Don't Mess With Texas: Spurs Speak Out Against Potential Raiders Relocation
Spurs Sports & Entertainment "would be against the Raiders, as they are currently structured, relocating to South Texas," according to sources cited by Orsborn & Baugh in a front-page piece of the SAN ANTONIO EXPRESS-NEWS. Spurs shareholder Charlie Amato indicated that SS&E "harbors concerns about its long-term financial health should it be forced to compete with another major league franchise for sponsorships, suite sales and ticket sales." Amato said that the solution would be for SS&E to have "controlling interest in the Raiders or perhaps any other major league franchise that wanted to move to San Antonio." Amato: "I would be more excited about the Oakland Raiders moving to San Antonio if the Spurs ownership group had the possibility of purchasing the team." He added that a Spurs-controlled NFL team would "ensure that the football club would be culturally compatible with the NBA power." Consulting firm The Aspire Group Chair & CEO Bernie Mullin believes NFL teams seeking to relocate should "seriously consider moving to South or Central Texas." Mullin said a recent study by his firm "indicated San Antonio and certainly somewhere between the San Antonio and Austin markets would appear to be extremely viable for the NFL." While Mullin acknowledged that San Antonio "lacks a robust corporate base for pro sports sponsorships," he believes that an NFL team with "only roughly 10 home games per season in such a tourism hotbed as San Antonio would draw fans and sponsors from an 'extremely large radius'" (SAN ANTONIO EXPRESS-NEWS, 8/12).

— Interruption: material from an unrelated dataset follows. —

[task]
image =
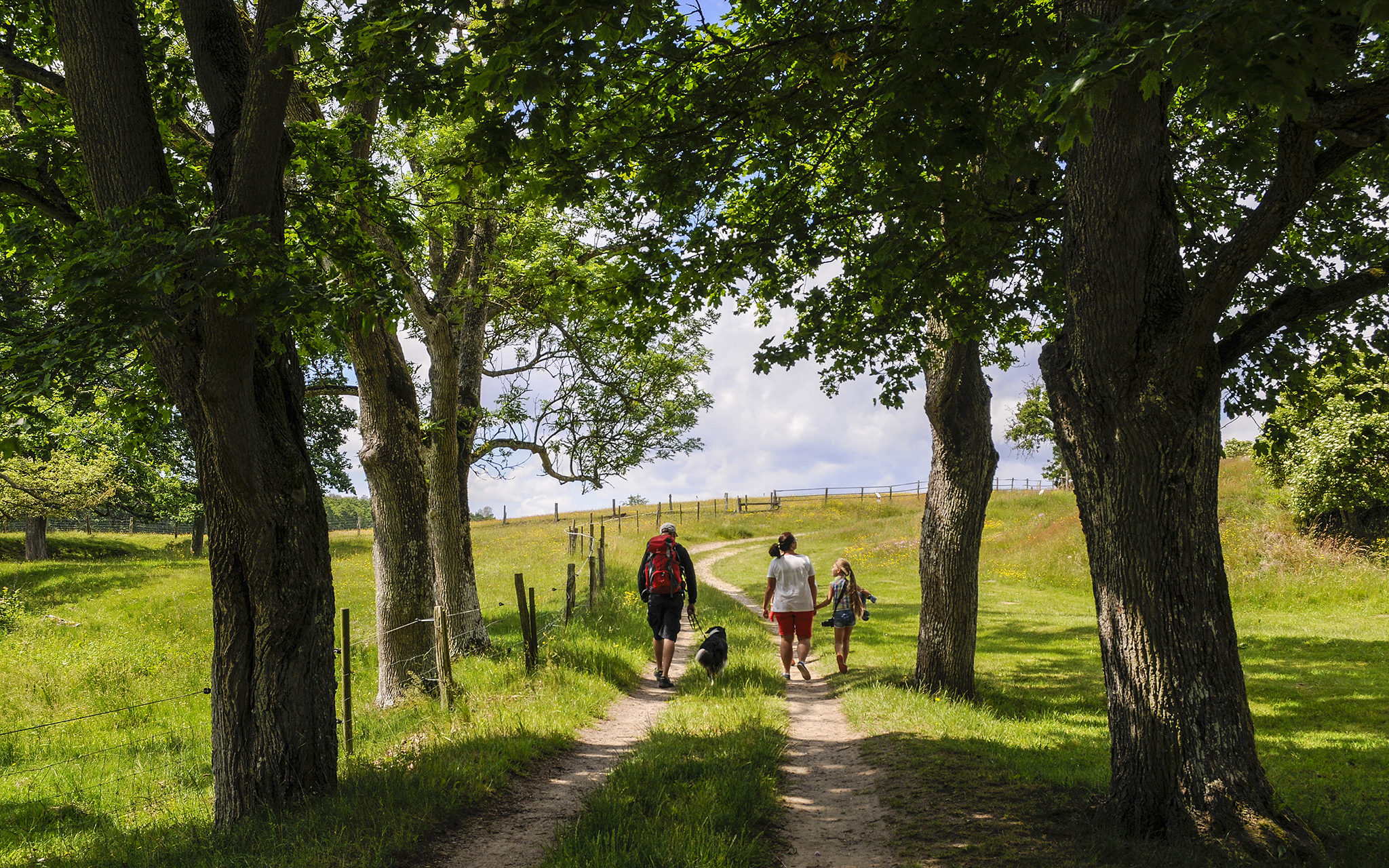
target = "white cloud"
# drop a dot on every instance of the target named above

DON'T HOLD YOUR BREATH: In Lubbock, Enrique Rangel wrote Raiders Owner Mark Davis is "doing what other franchises have previously done when trying to negotiate a new stadium with their host city: They have used the Alamo City as a bargaining chip." The city's TV market ranks 36th in the nation, "not big enough for an NFL team." Also, "a fifth of the city’s population lives under the poverty line and there are not enough Fortune 500 corporations" (LUBBOCK AVALANCHE-JOURNAL, 8/9).